Lucidate le strade da un soffio di pioggia, la mano sorregge la cicca, tra un piano le nocche, nell'altro 'la mano un bianco comporta. Il fumo sbatte sui fiori. Stella di Natale, ha detto la Paola. Uno stelo s'è rotto, l'ho piantato da solo nel vaso. E sta come prima insieme con gli altri d'inizio, per conto suo, magari straripa, ma no, ora guardo. L'han tolto. Forse Rosangela. Non poteva stare, quindi che bella scoperta pensare! Una piccola pancia in fuori, incinta, aspetta, feconda, un mento prominente, la testa, due orecchie all'insù, uno spazio uguale, il corpo tra il mento, un taglio preciso, si sente? Si, forte, è di là, due linee fanno rumore? No, eppure si scatena il limbo di quiete. Nicolò lo tocca, è vicino. Guarda. Una pistola giocattolo in mano, le ciglia folte e sporgenti, incantato, muove la mano. Mi guarda, un sospiro, cammina intorno. Le linee si congiungono? No, di traverso, di dietro un incavo, rotondo, si tocca e scende, colando materia calda. E' la dea della fecondità. " Papà, ciao " ha sostituito l'incontro di loro a casa di un altro, un amico, un ricordo, chiacchiere lontane, stupite di esserci. Eppure... Corrado le sente, il sonno profondo, quello più in là di ogni concetto, se striscia non sente, se parla non dice, se ama, sospetta, e poi, ma va, e poi, ma va, e poi... tranquillo... un pezzo.. intero.., sordo rotondo facendo le scale rivede la strada, fanciulle coperte di bianco e di verde saltuario, si mischia e fa maturare le pesche sull'albero di noci, che cadono, le raccoglie e s'addormenta di sotto all'ombra nell'erba, un mattino di un giorno di domenica tardi dell'anno trascorso tra un pensiero e l'altro di un'ora pomeridiana seduto su un tram guardando il giornale dell'altro signore di fianco, che volta le pagine, è seduto di fronte, ne volta un'altra è seduto di dietro, sul vetro e lo saluta, se ne è andato col giornale per fargli dispetto, e compralo! barbone! è volato. Corrado lo vede. Un soffio di vento si prende il giornale, la pagina letta. Il signore si arrabbia. E cade per terra. " Lo vuole il mio? " gli dice Corrado, gli apre la mano, gli mostra il palmo. Il signore seduto lo guarda intimorito, è pazzo, si dice, " ma che bel giornale, la notizia dell'ultima ora". " Ma ora debbo scendere, sa, qui, alla stazione morta. Buongiorno signori. Mi scusi per quell'albero che ho piantato davanti, speriamo che cresca, è 'tutto ciò che mi rimane. Lo lascio. Siete stati così buoni con me ".

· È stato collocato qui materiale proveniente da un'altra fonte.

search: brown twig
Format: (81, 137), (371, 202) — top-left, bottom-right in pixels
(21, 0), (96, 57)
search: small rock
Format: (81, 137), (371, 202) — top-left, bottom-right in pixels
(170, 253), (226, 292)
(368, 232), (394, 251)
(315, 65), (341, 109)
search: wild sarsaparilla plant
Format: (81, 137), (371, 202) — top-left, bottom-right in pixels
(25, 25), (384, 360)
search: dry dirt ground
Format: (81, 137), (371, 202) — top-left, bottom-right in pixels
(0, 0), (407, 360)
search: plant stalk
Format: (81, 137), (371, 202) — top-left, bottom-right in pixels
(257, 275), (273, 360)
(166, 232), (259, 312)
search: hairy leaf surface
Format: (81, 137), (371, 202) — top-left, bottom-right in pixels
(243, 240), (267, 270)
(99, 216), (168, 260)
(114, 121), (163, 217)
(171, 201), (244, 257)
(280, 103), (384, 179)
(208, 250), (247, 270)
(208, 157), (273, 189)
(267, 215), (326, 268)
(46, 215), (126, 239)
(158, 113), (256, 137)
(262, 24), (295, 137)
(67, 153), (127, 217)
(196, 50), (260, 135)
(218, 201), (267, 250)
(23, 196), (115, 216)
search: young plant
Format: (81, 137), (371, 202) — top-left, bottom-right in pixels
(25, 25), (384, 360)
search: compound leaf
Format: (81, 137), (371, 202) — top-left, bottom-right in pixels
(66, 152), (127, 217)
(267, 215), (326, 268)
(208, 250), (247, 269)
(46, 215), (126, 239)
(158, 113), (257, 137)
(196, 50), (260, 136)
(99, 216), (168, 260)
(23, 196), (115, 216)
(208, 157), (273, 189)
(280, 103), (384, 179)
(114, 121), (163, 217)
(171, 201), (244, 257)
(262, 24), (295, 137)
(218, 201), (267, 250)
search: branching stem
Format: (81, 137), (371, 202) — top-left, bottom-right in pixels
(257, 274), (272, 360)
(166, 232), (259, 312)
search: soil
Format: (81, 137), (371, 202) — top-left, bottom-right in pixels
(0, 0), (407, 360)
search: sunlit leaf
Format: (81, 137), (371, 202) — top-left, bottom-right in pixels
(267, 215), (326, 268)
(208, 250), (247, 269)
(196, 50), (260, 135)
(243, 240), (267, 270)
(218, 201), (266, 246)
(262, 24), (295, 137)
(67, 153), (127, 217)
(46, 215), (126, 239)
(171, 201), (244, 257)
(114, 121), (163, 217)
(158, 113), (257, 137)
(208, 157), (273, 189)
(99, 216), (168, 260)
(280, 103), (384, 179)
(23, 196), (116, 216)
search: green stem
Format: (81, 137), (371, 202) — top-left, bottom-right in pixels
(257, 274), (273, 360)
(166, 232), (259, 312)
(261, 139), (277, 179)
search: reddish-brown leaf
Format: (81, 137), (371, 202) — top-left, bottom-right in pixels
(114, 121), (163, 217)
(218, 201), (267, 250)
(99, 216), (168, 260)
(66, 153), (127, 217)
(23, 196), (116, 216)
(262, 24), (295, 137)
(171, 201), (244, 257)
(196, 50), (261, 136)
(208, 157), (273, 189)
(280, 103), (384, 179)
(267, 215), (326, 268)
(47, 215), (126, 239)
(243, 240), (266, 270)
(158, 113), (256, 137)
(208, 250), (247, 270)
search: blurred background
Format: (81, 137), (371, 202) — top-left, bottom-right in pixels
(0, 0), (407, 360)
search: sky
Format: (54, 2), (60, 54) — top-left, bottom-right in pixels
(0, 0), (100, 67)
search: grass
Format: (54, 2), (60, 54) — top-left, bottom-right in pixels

Ritorni grevi con fardelli sulle spalle, continui lamenti, e se si infiltrassero, sì dietro, superati soltanto quei miti impressi, una colpa, sorridi... ma sì... sorridi! E ruba fracassi, bambole di tempo, la luna piena, bella invano. Una gemma di albero, fa rumore, non è sull'a luna, è rossa, lo 'lascia a noi, essa si basta, intera e trascorre tra i muri merlati, chiusi di sopra, e s'allontana, 'la gemma è rimasta per noi. Un rumore? Ma sì, perché lo chiedi? Non fare domande stupide, alzati e guarda, e con questo sei già un'intera persona. Le han detto che sbaglia. Le han detto, (sussurrando s'intende) che è assassina. E lui si strugge, un triangolo senza scampo, perché gli hanno anche detto:
è solo pazzo. Facile vero? Ma basta. Che vuoi che si dica, non altro. Ma se rompessi la testa a tutti, sarebbe lo stesso: è ancora vivo, respira pagando l'aria, uno al secondo e poi uno al minuto, è passato un anno. Si è interrotto allora. E adesso che fa? Guarda dentro, gli occhi socchiusi, le palpebre sospese, vetri isolati, pareti e soffitti dentro la testa: un assassino è pazzo. Sono io, fuggire di sotto che cade cadere, taglio, un sussulto, netto. Un colpo della mano spiaccicata in fronte, separata, era in quattro la sera, finito contro. Sai. Futuro di legno.